I have a nearly working version of the RandomFourier method based on nufft from the FastTransforms package.

Unfortunately, I was too optimistic with that. I have a rough draft ready, but unfortunately, I can't force the inverse non-uniform fourier transform to return a real valued time series and it doesn't have the nice symmetry properties, so that we can't use only one half of the frequencies for the shuffle to then mirror them to get a nice symmetric transform, which yields a real valued time series.

I also had a look at the IAAFT and there we could use a nufft to get the periodogram, but in the end this is conceptionally similar to the algorithm based on lombscargle described by Schmitz and Schreiber, that I started implementing that one.

Datseris commented 4 years ago

hehe, tough life is tough right? :D

kahaaga commented 4 years ago

Unfortunately, I was too optimistic with that.
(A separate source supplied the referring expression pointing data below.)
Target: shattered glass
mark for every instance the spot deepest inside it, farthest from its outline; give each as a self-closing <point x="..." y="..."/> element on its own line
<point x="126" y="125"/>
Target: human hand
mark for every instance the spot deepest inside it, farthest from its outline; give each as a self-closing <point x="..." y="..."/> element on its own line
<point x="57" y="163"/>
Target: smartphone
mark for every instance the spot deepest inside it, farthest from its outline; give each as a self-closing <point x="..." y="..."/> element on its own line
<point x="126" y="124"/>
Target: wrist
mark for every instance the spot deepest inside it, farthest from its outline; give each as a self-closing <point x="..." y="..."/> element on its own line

I have a rough draft ready, but unfortunately, I can't force the inverse non-uniform fourier transform to return a real valued time series and it doesn't have the nice symmetry properties, so that we can't use only one half of the frequencies for the shuffle to then mirror them to get a nice symmetric transform, which yields a real valued time series.

I also had a look at the IAAFT and there we could use a nufft to get the periodogram, but in the end this is conceptionally similar to the algorithm based on lombscargle described by Schmitz and Schreiber, that I started implementing that one.

We can have a look at that at a later stage. For now, it is just amazing that we can use irregularly sampled data at all. Nice job!